Una ciudadanía en estado de alerta constante es más fácil de dividir, más fácil de manipular, más fácil de controlar.
El problema es que ese costo lo pagamos todos, y no solo en el debate político: lo pagamos en la salud mental colectiva, en la forma en que nos hablamos en casa, en la fatiga emocional que sentimos cada vez que encendemos una pantalla.
Diversos enfoques han abordado la rabia en la política desde perspectivas contrastantes. Martha Nussbaum propone diferenciar entre una ira orientada al castigo —centrada en hacer pagar al otro por un daño— y una ira de transición, que canaliza la emoción hacia la reparación y la prevención de nuevas injusticias.
Por su parte, Chantal Mouffe sugiere que las pasiones, incluida la rabia, son parte constitutiva de lo político y no deben suprimirse, sino encauzarse en proyectos colectivos que representen los intereses de quienes se sienten excluidos.
Ambas coinciden en que la gestión emocional no es un asunto privado, sino una dimensión central de la vida pública.
¿Cuál es nuestro papel como ciudadanos?
En ese contexto, el papel del ciudadano no se limita a elegir entre discursos enfrentados, sino a observar con atención el tono emocional que esos discursos transmiten.

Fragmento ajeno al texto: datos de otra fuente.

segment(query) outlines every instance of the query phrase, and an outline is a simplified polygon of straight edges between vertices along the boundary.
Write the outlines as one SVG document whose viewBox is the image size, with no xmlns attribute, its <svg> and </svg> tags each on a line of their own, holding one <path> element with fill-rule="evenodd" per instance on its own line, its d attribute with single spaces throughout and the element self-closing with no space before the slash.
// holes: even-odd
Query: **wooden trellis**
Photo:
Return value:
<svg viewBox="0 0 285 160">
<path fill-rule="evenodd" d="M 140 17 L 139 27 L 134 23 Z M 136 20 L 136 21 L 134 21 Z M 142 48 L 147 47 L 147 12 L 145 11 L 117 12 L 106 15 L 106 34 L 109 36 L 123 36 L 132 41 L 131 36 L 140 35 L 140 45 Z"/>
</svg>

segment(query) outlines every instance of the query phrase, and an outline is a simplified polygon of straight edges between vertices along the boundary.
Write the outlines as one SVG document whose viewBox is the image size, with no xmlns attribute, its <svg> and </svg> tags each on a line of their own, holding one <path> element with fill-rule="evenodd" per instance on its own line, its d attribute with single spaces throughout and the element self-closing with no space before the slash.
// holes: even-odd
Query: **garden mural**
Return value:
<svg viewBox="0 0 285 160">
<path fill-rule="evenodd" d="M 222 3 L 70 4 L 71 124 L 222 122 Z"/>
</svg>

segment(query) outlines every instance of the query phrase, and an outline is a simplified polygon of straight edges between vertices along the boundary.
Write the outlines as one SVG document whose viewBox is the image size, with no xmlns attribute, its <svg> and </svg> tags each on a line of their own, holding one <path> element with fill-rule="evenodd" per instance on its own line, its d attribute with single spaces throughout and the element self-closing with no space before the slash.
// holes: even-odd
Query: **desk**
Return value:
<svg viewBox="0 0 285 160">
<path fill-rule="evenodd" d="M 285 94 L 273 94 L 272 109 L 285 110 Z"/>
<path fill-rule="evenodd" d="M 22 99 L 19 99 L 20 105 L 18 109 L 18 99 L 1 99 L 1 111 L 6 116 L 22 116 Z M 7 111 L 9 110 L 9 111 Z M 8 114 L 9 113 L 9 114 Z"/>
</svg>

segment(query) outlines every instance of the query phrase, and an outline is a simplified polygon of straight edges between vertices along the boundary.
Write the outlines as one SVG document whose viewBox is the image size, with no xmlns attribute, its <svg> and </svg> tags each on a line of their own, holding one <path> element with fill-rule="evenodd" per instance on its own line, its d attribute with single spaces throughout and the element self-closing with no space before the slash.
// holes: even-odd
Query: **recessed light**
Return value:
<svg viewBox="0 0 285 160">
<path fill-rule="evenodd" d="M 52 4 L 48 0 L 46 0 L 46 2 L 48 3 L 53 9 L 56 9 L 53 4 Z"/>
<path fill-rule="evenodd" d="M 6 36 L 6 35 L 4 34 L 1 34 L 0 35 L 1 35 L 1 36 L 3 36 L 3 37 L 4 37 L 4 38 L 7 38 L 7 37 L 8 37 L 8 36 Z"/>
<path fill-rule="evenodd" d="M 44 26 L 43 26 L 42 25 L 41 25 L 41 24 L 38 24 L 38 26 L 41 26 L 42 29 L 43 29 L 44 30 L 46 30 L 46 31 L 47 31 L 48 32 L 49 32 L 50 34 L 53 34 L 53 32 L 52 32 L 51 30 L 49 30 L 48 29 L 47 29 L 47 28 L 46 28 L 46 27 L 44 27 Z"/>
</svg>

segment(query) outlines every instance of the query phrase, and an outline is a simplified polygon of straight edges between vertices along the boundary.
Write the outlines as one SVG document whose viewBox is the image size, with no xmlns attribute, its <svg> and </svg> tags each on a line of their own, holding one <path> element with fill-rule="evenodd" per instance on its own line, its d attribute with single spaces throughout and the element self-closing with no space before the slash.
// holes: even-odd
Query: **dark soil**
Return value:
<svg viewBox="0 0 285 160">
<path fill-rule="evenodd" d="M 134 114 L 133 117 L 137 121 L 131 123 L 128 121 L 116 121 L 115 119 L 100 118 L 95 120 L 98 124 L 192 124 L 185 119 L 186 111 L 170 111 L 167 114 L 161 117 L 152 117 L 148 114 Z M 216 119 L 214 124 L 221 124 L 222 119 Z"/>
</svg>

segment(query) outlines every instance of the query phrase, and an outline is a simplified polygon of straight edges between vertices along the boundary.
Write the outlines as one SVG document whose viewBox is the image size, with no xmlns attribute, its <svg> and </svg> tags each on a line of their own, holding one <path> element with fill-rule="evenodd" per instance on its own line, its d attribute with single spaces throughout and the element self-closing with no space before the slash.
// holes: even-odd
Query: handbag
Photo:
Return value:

La forma también comunica. Evaluar el lenguaje político no es solo preguntarse si se está de acuerdo con lo que se dice, sino también en cómo se dice y qué efecto tiene en quien escucha.
Esa conciencia puede marcar la diferencia entre reaccionar y comprender, entre replicar una emoción y transformarla.
Porque en el fondo, el clima emocional de una sociedad no lo define solo el poder: también lo moldea la forma en que respondemos como ciudadanía.
¿Cómo cuidar tu salud mental cuando el lenguaje público agobia?
1. Ponle nombre a lo que sientes
Antes de reaccionar, reconoce la emoción. Saber si estás frustrado, herido o agotado te ayuda a no actuar desde el impulso.
2. Filtra lo que consumes
No todo merece tu atención. Si un mensaje solo busca enojarte o dividir, puedes elegir no abrirlo, no comentarlo, no compartirlo.
3. No respondas enseguida
Haz una pausa. La reacción inmediata suele ser combustible para el conflicto.
4. Cuida tu propio lenguaje
Disentir no exige destruir. Elegir bien las palabras es una forma de protegerte y de cuidar a los otros.
5. Elige espacios que te equilibren
Una conversación amable, un paseo, una canción, un silencio. Tu mente también necesita lugares donde no se grite.